There are many different styles of conflict resolution. Some people stare into space, waiting for the answer to crack them over the head like a falling ceiling tile. Others look high and low for the answer, even stopping off at ex-boyfriends' places to make sure it isn't projected on the ceiling tiles above their beds. Some people enlist friends or mediators to help them strip the issue down to bare essentials. Others prefer to strip out the middlemen and the issue, and just get naked with Larry, Moe and Curly.

Apparently, you wanted to be very, very, very sure you made the right decision: "No, no ... not another night of investigative wild sex!" We all feel your pain. Really, we do. And, while it isn't the prettiest picture for your current boyfriend, your adventures in ex-boyfriend boffing did serve an important purpose -- helping you finish unfinished business so you could pick his face out of the crowd.

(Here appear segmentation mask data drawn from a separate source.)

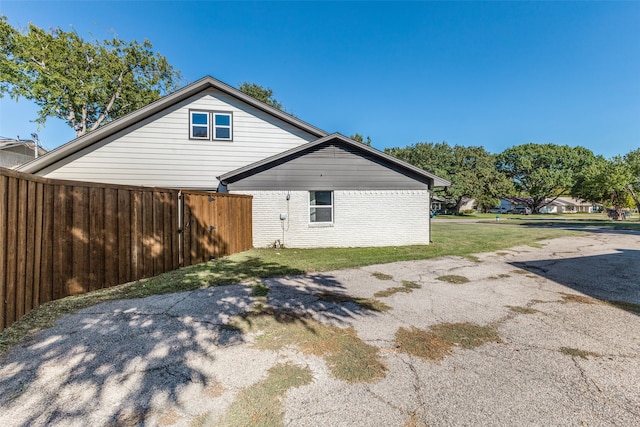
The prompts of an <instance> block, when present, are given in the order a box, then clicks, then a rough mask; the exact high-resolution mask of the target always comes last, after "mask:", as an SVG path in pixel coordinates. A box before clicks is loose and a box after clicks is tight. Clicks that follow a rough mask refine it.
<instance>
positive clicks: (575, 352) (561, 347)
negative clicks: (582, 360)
mask: <svg viewBox="0 0 640 427" xmlns="http://www.w3.org/2000/svg"><path fill="white" fill-rule="evenodd" d="M560 353H562V354H566V355H567V356H571V357H580V358H582V359H588V358H589V356H591V357H601V355H600V354H598V353H594V352H592V351H586V350H580V349H578V348H571V347H560Z"/></svg>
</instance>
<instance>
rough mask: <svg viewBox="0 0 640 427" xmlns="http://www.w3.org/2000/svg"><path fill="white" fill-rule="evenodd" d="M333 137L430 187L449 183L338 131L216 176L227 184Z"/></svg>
mask: <svg viewBox="0 0 640 427" xmlns="http://www.w3.org/2000/svg"><path fill="white" fill-rule="evenodd" d="M334 139H338V140H340V141H342V142H344V143H346V144H349V145H351V146H354V147H358V148H359V149H361V150H363V151H366V152H368V153H370V154H371V155H373V156H375V157H378V158H382V159H384V160H386V161H388V162H390V163H392V164H395V165H397V166H400V167H402V168H404V169H407V170H409V171H411V172H413V173H416V174H418V175H421V176H423V177H426V178H428V179H429V180H430V181H431V186H432V187H448V186H450V185H451V182H449V181H447V180H446V179H443V178H440V177H439V176H436V175H434V174H432V173H430V172H427V171H425V170H424V169H420V168H418V167H416V166H413V165H411V164H409V163H407V162H404V161H402V160H400V159H397V158H395V157H393V156H390V155H388V154H387V153H384V152H382V151H379V150H376V149H375V148H372V147H370V146H368V145H365V144H362V143H360V142H357V141H354V140H352V139H350V138H347V137H346V136H344V135H341V134H339V133H333V134H331V135H327V136H325V137H323V138H319V139H316V140H315V141H311V142H308V143H306V144H303V145H300V146H298V147H295V148H292V149H290V150H287V151H285V152H283V153H280V154H276V155H275V156H271V157H268V158H266V159H263V160H260V161H257V162H255V163H252V164H250V165H247V166H243V167H241V168H238V169H236V170H233V171H231V172H227V173H225V174H222V175H220V176H218V177H217V179H218V180H219V181H220V182H221V183H222V184H223V185H227V184H228V182H229V180H231V179H233V178H234V177H236V176H238V175H241V174H244V173H247V172H250V171H252V170H254V169H257V168H260V167H262V166H265V165H267V164H269V163H272V162H275V161H278V160H280V159H283V158H285V157H288V156H291V155H294V154H296V153H299V152H301V151H303V150H308V149H310V148H313V147H315V146H317V145H320V144H322V143H324V142H327V141H331V140H334Z"/></svg>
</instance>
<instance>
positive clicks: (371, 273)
mask: <svg viewBox="0 0 640 427" xmlns="http://www.w3.org/2000/svg"><path fill="white" fill-rule="evenodd" d="M371 275H372V276H373V277H375V278H376V279H378V280H391V279H393V276H390V275H388V274H384V273H380V272H379V271H374V272H373V273H371Z"/></svg>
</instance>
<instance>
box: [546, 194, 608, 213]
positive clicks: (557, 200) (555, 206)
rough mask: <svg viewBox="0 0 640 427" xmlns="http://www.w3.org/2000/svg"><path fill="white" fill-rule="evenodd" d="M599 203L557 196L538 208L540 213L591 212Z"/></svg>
mask: <svg viewBox="0 0 640 427" xmlns="http://www.w3.org/2000/svg"><path fill="white" fill-rule="evenodd" d="M598 206H599V205H597V204H594V203H591V202H585V201H584V200H579V199H574V198H571V197H558V198H557V199H555V200H553V201H550V202H549V203H548V204H547V205H545V206H543V207H541V208H540V213H578V212H582V213H593V212H597V210H598V209H599V207H598Z"/></svg>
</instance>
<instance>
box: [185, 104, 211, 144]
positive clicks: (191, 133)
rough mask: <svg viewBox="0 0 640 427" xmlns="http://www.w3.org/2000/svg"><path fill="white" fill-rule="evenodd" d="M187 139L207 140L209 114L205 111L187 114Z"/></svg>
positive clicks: (208, 131)
mask: <svg viewBox="0 0 640 427" xmlns="http://www.w3.org/2000/svg"><path fill="white" fill-rule="evenodd" d="M189 122H190V123H189V128H190V131H189V137H190V138H193V139H209V113H208V112H206V111H190V112H189Z"/></svg>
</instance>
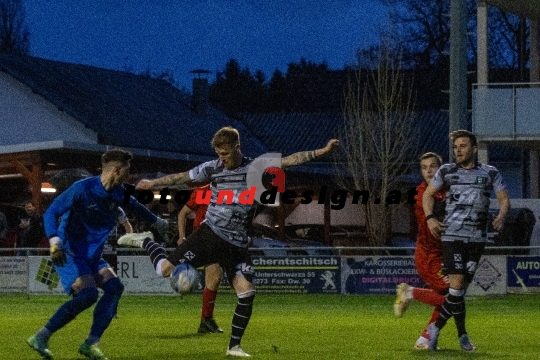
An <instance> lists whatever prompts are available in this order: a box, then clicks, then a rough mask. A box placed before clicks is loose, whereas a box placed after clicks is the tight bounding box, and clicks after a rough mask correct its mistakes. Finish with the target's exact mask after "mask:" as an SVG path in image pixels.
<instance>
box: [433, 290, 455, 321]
mask: <svg viewBox="0 0 540 360" xmlns="http://www.w3.org/2000/svg"><path fill="white" fill-rule="evenodd" d="M451 317H452V304H451V303H450V302H449V301H448V296H447V297H446V299H445V300H444V304H442V306H441V312H440V313H439V316H438V317H437V320H435V326H436V327H437V328H439V329H442V328H443V327H444V326H445V325H446V322H447V321H448V319H450V318H451Z"/></svg>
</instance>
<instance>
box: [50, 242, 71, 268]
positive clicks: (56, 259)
mask: <svg viewBox="0 0 540 360" xmlns="http://www.w3.org/2000/svg"><path fill="white" fill-rule="evenodd" d="M49 243H50V245H51V248H50V250H51V260H52V262H53V264H54V265H55V266H64V265H65V264H66V261H67V259H66V252H65V251H64V249H62V239H60V238H59V237H58V236H54V237H52V238H50V239H49Z"/></svg>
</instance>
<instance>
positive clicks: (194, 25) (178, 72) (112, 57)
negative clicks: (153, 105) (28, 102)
mask: <svg viewBox="0 0 540 360" xmlns="http://www.w3.org/2000/svg"><path fill="white" fill-rule="evenodd" d="M25 6H26V20H27V25H28V26H29V28H30V31H31V38H30V42H31V55H34V56H38V57H42V58H47V59H52V60H58V61H66V62H73V63H80V64H88V65H93V66H97V67H103V68H109V69H115V70H130V71H133V72H136V73H139V72H142V71H145V70H146V69H150V70H151V71H152V72H160V71H163V70H168V71H170V72H172V73H173V75H174V77H175V79H176V81H177V82H178V85H179V87H182V86H184V87H187V88H190V87H191V78H192V75H191V74H190V73H189V71H191V70H193V69H198V68H203V69H207V70H210V71H212V72H213V73H214V74H213V75H211V78H210V80H211V81H212V80H213V79H214V76H215V72H216V71H221V70H223V69H224V68H225V64H226V63H227V61H228V60H229V59H231V58H235V59H237V60H238V61H239V63H240V65H241V66H242V67H243V68H244V67H248V68H249V69H250V70H251V71H252V72H254V71H255V70H258V69H260V70H262V71H263V72H264V73H265V74H266V75H267V78H269V77H270V76H271V75H272V72H273V71H274V70H275V69H276V68H279V69H281V70H282V71H286V69H287V64H288V63H290V62H298V61H299V60H300V58H302V57H304V58H306V59H307V60H308V61H312V62H317V63H320V62H323V61H324V62H326V63H327V64H328V65H329V66H330V68H332V69H340V68H343V66H344V65H346V64H352V63H354V62H355V50H356V49H358V48H360V47H366V46H369V45H371V44H373V43H376V42H377V40H378V32H379V30H384V28H385V24H386V22H387V19H386V17H387V15H386V8H385V6H384V5H382V4H381V2H380V0H243V1H242V0H184V1H182V0H168V1H166V0H146V1H142V0H78V1H73V0H27V1H25Z"/></svg>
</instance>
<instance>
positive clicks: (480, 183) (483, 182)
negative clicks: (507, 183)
mask: <svg viewBox="0 0 540 360" xmlns="http://www.w3.org/2000/svg"><path fill="white" fill-rule="evenodd" d="M474 183H475V184H482V185H483V184H486V183H487V177H485V176H477V177H476V181H475V182H474Z"/></svg>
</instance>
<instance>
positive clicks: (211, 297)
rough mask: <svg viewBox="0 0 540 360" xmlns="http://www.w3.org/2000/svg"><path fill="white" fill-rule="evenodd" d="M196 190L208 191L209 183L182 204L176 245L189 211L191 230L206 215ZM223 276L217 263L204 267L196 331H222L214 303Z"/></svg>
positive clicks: (210, 332)
mask: <svg viewBox="0 0 540 360" xmlns="http://www.w3.org/2000/svg"><path fill="white" fill-rule="evenodd" d="M197 191H202V192H203V193H204V192H206V191H210V185H205V186H202V187H200V188H197V189H196V190H195V191H193V192H192V193H191V196H190V197H189V200H188V202H187V203H186V204H185V205H184V207H183V208H182V210H180V212H179V213H178V235H179V237H178V245H180V244H182V242H183V241H184V240H185V239H186V225H187V219H188V216H189V215H190V214H191V213H195V219H193V226H192V229H193V231H195V230H197V229H198V228H199V226H200V225H201V223H202V222H203V221H204V217H205V216H206V210H207V209H208V205H207V204H197V201H196V200H197V199H196V198H197ZM222 276H223V270H222V269H221V266H219V264H211V265H207V266H206V267H205V268H204V290H203V296H202V314H201V324H200V325H199V330H198V332H199V333H201V334H204V333H222V332H223V329H221V328H220V327H219V326H218V325H217V324H216V321H215V320H214V305H215V302H216V297H217V291H218V288H219V283H220V282H221V278H222Z"/></svg>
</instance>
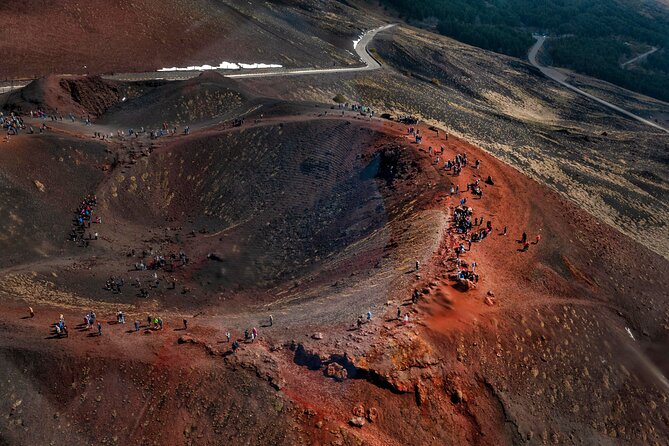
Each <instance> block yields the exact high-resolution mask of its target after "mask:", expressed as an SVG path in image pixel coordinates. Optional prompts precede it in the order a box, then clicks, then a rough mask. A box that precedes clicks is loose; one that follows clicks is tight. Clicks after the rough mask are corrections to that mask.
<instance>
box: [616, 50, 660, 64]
mask: <svg viewBox="0 0 669 446" xmlns="http://www.w3.org/2000/svg"><path fill="white" fill-rule="evenodd" d="M657 50H659V48H658V47H656V46H654V47H653V48H651V49H650V50H649V51H646V52H645V53H643V54H639V55H638V56H636V57H633V58H631V59H630V60H628V61H627V62H623V63H621V64H620V68H625V67H626V66H627V65H631V64H633V63H636V62H638V61H640V60H642V59H645V58H646V57H648V56H650V55H651V54H653V53H654V52H655V51H657Z"/></svg>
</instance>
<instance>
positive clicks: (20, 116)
mask: <svg viewBox="0 0 669 446" xmlns="http://www.w3.org/2000/svg"><path fill="white" fill-rule="evenodd" d="M0 128H2V129H6V131H7V135H18V134H19V131H20V130H25V128H26V125H25V123H24V122H23V118H21V116H19V115H17V114H14V113H10V114H8V115H5V114H4V113H3V112H0Z"/></svg>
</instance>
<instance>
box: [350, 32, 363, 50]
mask: <svg viewBox="0 0 669 446" xmlns="http://www.w3.org/2000/svg"><path fill="white" fill-rule="evenodd" d="M364 35H365V33H362V34H360V37H358V39H357V40H354V41H353V49H356V47H357V46H358V44H359V43H360V41H361V40H362V36H364Z"/></svg>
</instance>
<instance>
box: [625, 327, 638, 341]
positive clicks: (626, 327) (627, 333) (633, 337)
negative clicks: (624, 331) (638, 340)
mask: <svg viewBox="0 0 669 446" xmlns="http://www.w3.org/2000/svg"><path fill="white" fill-rule="evenodd" d="M625 330H626V331H627V334H628V335H630V338H632V339H633V340H635V341H636V339H634V335H633V334H632V330H630V329H629V327H625Z"/></svg>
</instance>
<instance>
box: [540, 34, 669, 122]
mask: <svg viewBox="0 0 669 446" xmlns="http://www.w3.org/2000/svg"><path fill="white" fill-rule="evenodd" d="M535 38H536V39H537V42H536V43H535V44H534V45H532V48H530V51H529V53H528V55H527V58H528V59H529V61H530V63H531V64H532V65H534V66H535V67H536V68H537V69H538V70H539V71H541V72H542V73H543V74H544V75H545V76H546V77H548V78H550V79H552V80H554V81H555V82H557V83H558V84H560V85H562V86H563V87H566V88H568V89H570V90H572V91H573V92H575V93H577V94H580V95H582V96H585V97H586V98H588V99H592V100H593V101H595V102H597V103H599V104H601V105H603V106H605V107H608V108H610V109H612V110H614V111H616V112H618V113H620V114H622V115H625V116H627V117H629V118H632V119H634V120H636V121H639V122H641V123H643V124H646V125H649V126H651V127H653V128H656V129H658V130H662V131H663V132H666V133H669V130H667V129H666V128H664V127H662V126H661V125H659V124H656V123H654V122H652V121H649V120H647V119H644V118H642V117H641V116H637V115H635V114H634V113H632V112H629V111H627V110H625V109H623V108H620V107H618V106H617V105H614V104H611V103H610V102H607V101H605V100H603V99H600V98H598V97H597V96H594V95H592V94H590V93H588V92H586V91H583V90H581V89H580V88H578V87H574V86H573V85H571V84H570V83H568V82H567V76H566V75H565V74H564V73H562V72H561V71H559V70H557V69H555V68H552V67H546V66H544V65H541V64H540V63H539V62H537V53H538V52H539V50H540V49H541V47H542V46H543V44H544V42H545V41H546V36H535Z"/></svg>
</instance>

Of course, there's a right way to go about doubt-eradication, and it isn't giving your boyfriend the impression you're his one and only while passing yourself around like a cheese plate behind his back. It certainly would have been nice if you'd gone to the trouble of breaking up with him before you set off on your international sex tour.

Right now, all that matters about the past is whether it predicts the future. When there's a decision to be made -- "Would you like fries with that?" -- it seems unlikely you'll respond by trying to maul the pimply guy behind the register. It's your job to make your boyfriend understand that. It's also your job to tell him his job: deciding whether he'd rather be in love or in archeology, and acting accordingly. Love requires walling off the past instead of weaponizing it, and resolving conflicts as a "we," not a "him" vs. the girl who snuck off to Stooge-a-palooza.

Unfortunately, unless you can convince him to stop tipping the scales with a stack of dirty pictures whenever you want Thai and he wants Italian, he'll probably end up with only his grudge to take to dinner: "More Chianti, my love?" The waiter will be too polite to mention that he's sitting across from an empty chair. It's sure to occur to your boyfriend later, however, since moral high ground never makes much of an impression in bed.

Message In A Bottleneck

I've been seeing a really sweet guy for about two weeks. He told me that he likes me a lot, but he just wants to be friends and be by himself so he can get his life together. I don't know what to do to get him to open up and tell me what's wrong. How can I help him if he doesn't let me know what's on his mind? --Ready To Listen

Look carefully at this guy. Is he in the habit of wearing a dress? Buying tampons? Gossiping about fast-drying nail polish with all his friends? If not, it's probably safe to make an assumption about him: He's a MAN! A man isn't in need of psychiatric attention because he doesn't want to blubber on about what he feels. In fact, a man's reluctance to blubber on to a near stranger might even point to sanity on his part; especially when the stranger is really asking "How can I help him know that all he really needs is me?" In other words, you're the one who needs help getting the message. Although he might not be able to tell you what's on his mind, maybe with vigorous hand gestures he can get you off his back.